Bar code labels have also been used in inventory control and monitoring. Accordingly, these bar codes may be scanned in order to track articles as they move into, through, and out of a storage area. It is also known to read the bar codes attached to the articles in order to access various computer records regarding the articles.
Bar code labels, however, have several drawbacks. For example, computer stored records that are accessed when a bar code is read do not move with the corresponding article. Therefore, if the article to which the bar code label is attached is remote from the computer, the records concerning that article cannot be immediately accessed if necessary.
Moreover, bar code labels cannot be read remotely. Thus, if it is desired to take an inventory of articles currently in the storage area, personnel must physically scan each label on each article one at a time in order to determine which articles are presently in the storage area. Such scanning requires the physical presence of the personnel at the location of the articles and is extremely time consuming. Additionally, because bar code labels cannot be read remotely, they cannot be used as security devices that can be detected if the articles to which they are attached are improperly removed from a secured area.
It is known to provide pallets, on which articles are stored, with a memory storage device. The memory storage device may then be used to retain inventory information about the components that make up the articles. The memory storage device can also retain the results of production steps, such as tests, that are performed on the articles. The pallet may be provided with a read and write terminal so that the information contained within the memory storage device can be read and so that information can be written for storage in the memory storage device.

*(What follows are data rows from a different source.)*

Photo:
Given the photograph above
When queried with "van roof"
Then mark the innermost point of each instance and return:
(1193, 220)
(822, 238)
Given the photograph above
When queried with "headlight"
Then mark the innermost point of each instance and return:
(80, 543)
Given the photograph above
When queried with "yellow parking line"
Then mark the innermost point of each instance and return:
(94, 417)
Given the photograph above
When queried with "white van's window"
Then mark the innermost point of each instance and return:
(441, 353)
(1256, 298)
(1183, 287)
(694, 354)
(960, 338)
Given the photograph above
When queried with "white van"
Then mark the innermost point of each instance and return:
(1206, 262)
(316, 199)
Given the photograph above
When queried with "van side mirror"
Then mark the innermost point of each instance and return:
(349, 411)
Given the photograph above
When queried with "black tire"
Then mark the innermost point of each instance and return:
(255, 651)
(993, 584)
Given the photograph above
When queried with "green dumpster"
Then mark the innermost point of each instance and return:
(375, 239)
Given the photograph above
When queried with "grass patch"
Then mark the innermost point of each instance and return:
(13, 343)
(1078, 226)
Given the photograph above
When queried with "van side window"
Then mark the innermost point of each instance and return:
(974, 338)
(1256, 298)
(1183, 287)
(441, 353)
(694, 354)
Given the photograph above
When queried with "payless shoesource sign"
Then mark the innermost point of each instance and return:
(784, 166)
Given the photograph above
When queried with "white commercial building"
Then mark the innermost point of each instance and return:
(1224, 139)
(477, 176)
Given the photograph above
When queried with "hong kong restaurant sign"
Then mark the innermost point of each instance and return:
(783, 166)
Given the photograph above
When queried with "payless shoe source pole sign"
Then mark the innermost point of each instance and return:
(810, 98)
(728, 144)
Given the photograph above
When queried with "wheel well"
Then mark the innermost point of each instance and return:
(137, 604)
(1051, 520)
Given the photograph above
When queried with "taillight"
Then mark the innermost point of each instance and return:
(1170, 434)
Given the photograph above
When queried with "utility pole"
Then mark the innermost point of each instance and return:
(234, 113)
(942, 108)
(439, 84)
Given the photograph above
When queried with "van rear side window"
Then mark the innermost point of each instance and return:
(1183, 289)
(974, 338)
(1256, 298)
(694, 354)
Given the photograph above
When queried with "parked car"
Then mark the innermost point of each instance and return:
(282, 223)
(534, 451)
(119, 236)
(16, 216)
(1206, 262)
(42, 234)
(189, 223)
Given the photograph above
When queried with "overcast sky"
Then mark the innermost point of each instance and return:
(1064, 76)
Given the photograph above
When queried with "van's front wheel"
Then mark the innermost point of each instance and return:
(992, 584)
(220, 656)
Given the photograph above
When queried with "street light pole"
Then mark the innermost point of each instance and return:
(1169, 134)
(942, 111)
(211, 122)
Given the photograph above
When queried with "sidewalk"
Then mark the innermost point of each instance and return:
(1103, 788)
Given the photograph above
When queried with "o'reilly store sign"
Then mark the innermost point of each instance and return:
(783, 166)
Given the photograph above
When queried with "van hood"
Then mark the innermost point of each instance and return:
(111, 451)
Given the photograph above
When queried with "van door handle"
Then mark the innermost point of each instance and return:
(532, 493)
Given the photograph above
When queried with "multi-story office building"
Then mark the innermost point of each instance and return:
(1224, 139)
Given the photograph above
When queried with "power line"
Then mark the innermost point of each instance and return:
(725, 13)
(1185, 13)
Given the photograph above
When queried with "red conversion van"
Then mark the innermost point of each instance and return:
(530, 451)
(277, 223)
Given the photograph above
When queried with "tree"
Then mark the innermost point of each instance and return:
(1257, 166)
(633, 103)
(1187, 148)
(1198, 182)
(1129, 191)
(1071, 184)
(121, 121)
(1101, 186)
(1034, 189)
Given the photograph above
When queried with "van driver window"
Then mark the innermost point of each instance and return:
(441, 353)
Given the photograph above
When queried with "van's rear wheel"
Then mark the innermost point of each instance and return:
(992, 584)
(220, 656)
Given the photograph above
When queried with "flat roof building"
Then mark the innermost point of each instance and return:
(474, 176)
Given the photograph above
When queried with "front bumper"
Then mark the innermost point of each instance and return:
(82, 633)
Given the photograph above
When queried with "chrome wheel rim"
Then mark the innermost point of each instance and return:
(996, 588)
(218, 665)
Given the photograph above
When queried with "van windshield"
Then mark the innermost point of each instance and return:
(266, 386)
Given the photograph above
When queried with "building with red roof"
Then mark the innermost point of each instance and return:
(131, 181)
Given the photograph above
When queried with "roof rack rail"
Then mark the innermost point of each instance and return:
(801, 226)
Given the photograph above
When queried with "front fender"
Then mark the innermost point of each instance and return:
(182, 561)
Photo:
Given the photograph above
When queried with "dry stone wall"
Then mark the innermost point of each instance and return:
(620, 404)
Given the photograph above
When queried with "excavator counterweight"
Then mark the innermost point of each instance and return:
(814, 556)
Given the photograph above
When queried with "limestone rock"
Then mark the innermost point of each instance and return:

Similarly, it is known to provide an RFID tag, having a memory storage device, on a cassette that holds semiconductor wafers. The memory storage device of the RFID tag may then be used to store pages of information including a factory ID number, a cassette ID code, a lot ID, a plant order number, the current operation and the next operation, a current quantity (i.e., the wafer count), the total cassette loops in lifetime, the cassette loops since bakeout, and an in-process flag (e.g., in-process or waiting.
Thus, records may be more closely associated with the articles. However, the records are still not stored on the articles themselves so that, if the articles are removed from the pallets or cassettes, the records regarding these articles are not easily accessed.
It is also known to attach radio frequency identification (RFID) tags to the articles themselves. The RFID tags can be read, as can bar code labels. However, unlike bar code labels, reading RFID tags does not require the physical presence of personnel because the tags can instead be read remotely. Thus, inventory can be taken more quickly because personnel are not required to walk around a storage area or other area in order to read the tags. Moreover, because RFID tags can be read remotely, they can be used as security devices. Thus, if someone attempts to surreptitiously remove an article to which an RFID tag is attached from a secured area, a remote reader can sense the tag and provide an appropriate alarm.
It has been known to use RFID tags in combination with computers to which the RFID tags are attached. Such RFID tags store a unique identification (e.g., a manufacturing site code and a serial number) for the computer, a description of the computer (e.g., model number, serial number, and date of manufacture), and security data related to the computer (e.g., a removal authorization and a predetermined communications sequence). These RFID tags, however, rely on the host computer for the transfer and storing of data.
Furthermore, transceivers, such as RFID tags, have been attached to the articles themselves and have included sensors for sensing environmental conditions that may affect the corresponding articles. A memory of the transceiver stores the environmental conditions sensed by the sensors. However, these tags store little other information.
Thus, none of the RFID tags used in the past have been capable of storing accurate information relating to the history of the goods to which the RFID tags are attached. For example, known RFID tags do not store information about the inventory history, shipping manifests, and maintenance related to the corresponding articles. Moreover, both a non-secure link and a secure link are not provided to read known tags. For example, while it is often useful to use a long range RF reader (i.e., a non-secure link) to read the ID stored in the RFID tag, and thereby verify the presence of the RFID tag and presumably the item to which it is attached, it is may not be desirable to use the long range reader to read other information stored in the tag because long range transmissions are more easily intercepted.
The present invention overcomes one or more of these or other deficiencies of prior art tags.